Она тоже выпила свою порцию, потом рассмеялась и протянула пухлую руку.
— Рита.
— Арина, — я тоже почему-то рассмеялась сквозь выступившие слезы.
— Теперь твое желание непременно сбудется! — уверенно сообщила Рита и добавила: — И мое тоже.
Она разлила еще по одной порции, мы снова выпили, и она спросила:
— А чего это ты в Левкоево собралась? Одна, в такую ночь… Там ведь от станции до деревни еще пешком километра два…
Я почувствовала, как сердце стягивают железные тиски.
— Ой! — вдруг закричала Рита. — Станция!
И, размахивая бутылкой, сломя голову побежала к дверям вагона.
Я опять осталась одна. Вздохнув, включила убаюкивающую песню и стала смотреть в темноту за окном, ощущая обнимающий ноги холод.
И вспоминая о том слове, которое было написано на обратной стороне билета.
Это было слово «Остаться».
Если бы у меня было хоть чуточку больше времени на раздумья, я написала бы какое-нибудь другое, более точное слово, например, «жизнь» или «выжить». Но в тот момент я написала первое, что пришло в голову — Рита меня очень торопила.

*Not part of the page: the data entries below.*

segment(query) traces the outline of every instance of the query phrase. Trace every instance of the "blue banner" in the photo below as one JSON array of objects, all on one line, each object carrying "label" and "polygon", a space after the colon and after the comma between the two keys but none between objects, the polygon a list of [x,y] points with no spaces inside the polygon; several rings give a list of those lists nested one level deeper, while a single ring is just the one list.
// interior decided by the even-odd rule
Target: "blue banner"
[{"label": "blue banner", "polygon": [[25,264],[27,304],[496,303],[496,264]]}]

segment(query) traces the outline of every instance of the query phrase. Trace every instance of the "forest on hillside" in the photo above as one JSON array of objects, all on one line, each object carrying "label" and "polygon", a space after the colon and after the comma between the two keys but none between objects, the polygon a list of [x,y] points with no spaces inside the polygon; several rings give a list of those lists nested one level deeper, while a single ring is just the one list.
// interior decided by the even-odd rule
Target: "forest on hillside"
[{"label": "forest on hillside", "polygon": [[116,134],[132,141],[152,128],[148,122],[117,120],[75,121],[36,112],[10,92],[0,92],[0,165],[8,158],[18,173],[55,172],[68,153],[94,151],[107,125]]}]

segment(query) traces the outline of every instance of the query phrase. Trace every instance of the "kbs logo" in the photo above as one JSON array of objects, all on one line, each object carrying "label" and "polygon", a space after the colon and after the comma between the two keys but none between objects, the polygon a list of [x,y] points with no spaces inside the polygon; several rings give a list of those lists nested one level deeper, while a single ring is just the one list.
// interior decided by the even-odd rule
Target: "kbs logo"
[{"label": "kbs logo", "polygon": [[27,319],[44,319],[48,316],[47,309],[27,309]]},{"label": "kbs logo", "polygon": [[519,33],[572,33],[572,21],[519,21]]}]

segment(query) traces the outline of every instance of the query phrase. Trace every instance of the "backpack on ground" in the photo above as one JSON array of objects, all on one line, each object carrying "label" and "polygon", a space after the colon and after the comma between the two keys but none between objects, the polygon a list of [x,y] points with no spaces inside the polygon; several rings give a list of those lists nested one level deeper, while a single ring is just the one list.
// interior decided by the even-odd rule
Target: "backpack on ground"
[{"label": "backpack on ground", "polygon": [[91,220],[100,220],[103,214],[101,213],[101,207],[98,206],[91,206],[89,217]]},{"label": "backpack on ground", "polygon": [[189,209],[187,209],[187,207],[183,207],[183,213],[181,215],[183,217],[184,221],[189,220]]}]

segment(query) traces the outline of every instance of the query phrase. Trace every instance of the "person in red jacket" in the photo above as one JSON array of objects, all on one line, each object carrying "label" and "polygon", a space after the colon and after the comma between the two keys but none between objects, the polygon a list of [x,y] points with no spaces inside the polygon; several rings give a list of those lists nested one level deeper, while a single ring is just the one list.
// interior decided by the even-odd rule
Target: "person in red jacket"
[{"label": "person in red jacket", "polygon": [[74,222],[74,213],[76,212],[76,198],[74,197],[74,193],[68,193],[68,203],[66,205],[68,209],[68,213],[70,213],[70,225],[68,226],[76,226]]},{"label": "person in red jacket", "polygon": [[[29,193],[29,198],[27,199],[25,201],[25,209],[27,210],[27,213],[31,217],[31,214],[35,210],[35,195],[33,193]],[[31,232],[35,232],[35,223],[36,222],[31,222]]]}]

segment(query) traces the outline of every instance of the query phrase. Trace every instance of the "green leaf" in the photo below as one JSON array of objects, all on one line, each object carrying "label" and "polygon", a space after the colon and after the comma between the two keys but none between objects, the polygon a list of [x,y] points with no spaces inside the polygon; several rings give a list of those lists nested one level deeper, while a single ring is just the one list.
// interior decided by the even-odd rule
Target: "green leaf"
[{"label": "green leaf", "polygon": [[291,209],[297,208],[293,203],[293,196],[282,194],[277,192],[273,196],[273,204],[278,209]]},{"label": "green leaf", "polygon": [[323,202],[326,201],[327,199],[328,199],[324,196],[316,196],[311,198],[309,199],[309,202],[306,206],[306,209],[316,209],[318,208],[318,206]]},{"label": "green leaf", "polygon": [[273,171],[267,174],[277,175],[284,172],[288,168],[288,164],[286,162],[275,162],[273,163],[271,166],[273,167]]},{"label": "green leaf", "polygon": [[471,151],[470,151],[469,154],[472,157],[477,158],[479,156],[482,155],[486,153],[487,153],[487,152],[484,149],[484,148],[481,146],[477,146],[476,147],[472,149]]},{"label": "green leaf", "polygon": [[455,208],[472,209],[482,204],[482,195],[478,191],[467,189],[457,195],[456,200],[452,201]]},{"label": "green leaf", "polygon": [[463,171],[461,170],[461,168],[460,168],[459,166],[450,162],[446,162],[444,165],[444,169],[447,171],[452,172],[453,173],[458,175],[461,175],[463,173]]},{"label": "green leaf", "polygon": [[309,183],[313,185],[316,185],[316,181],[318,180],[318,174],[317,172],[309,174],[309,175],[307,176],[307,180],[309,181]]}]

Под словом «остаться» я имела в виду, остаться в живых.
А как расшифруют его там, наверху, те, кто должен исполнить мое желание?..
Рита больше не вернулась, и все два часа я просидела одна у темного холодного окна, время от времени одолеваемая дремотой. Монотонные песни, льющиеся из наушников, укачивали меня, как в люльке.
«Этак я станцию свою могу проспать», — забеспокоилась я, чувствуя, что неуклонно впадаю в сон, и быстро поставила развеселую песенку «Дискотеки Аварии» «Яйца».
Но не успели прозвучать бодрые аккорды вступления, как поезд начал замедлять ход, и, выглянув в окно, я увидела приближающуюся деревянную станцию с надписью: «Левкое…о».
Быстро выбежав к распахнувшимся дверям, я обнаружила, что вместо платформы под ногами высится громадный сугроб. Выбора не было, и я плюхнулась в него и сразу завязла почти по пояс. Оставив меня в сугробе, электричка равнодушно тронулась, и я увидела, как в одном из вагонов проплывает Рита и, улыбаясь, кричит мне что-то сквозь стекло.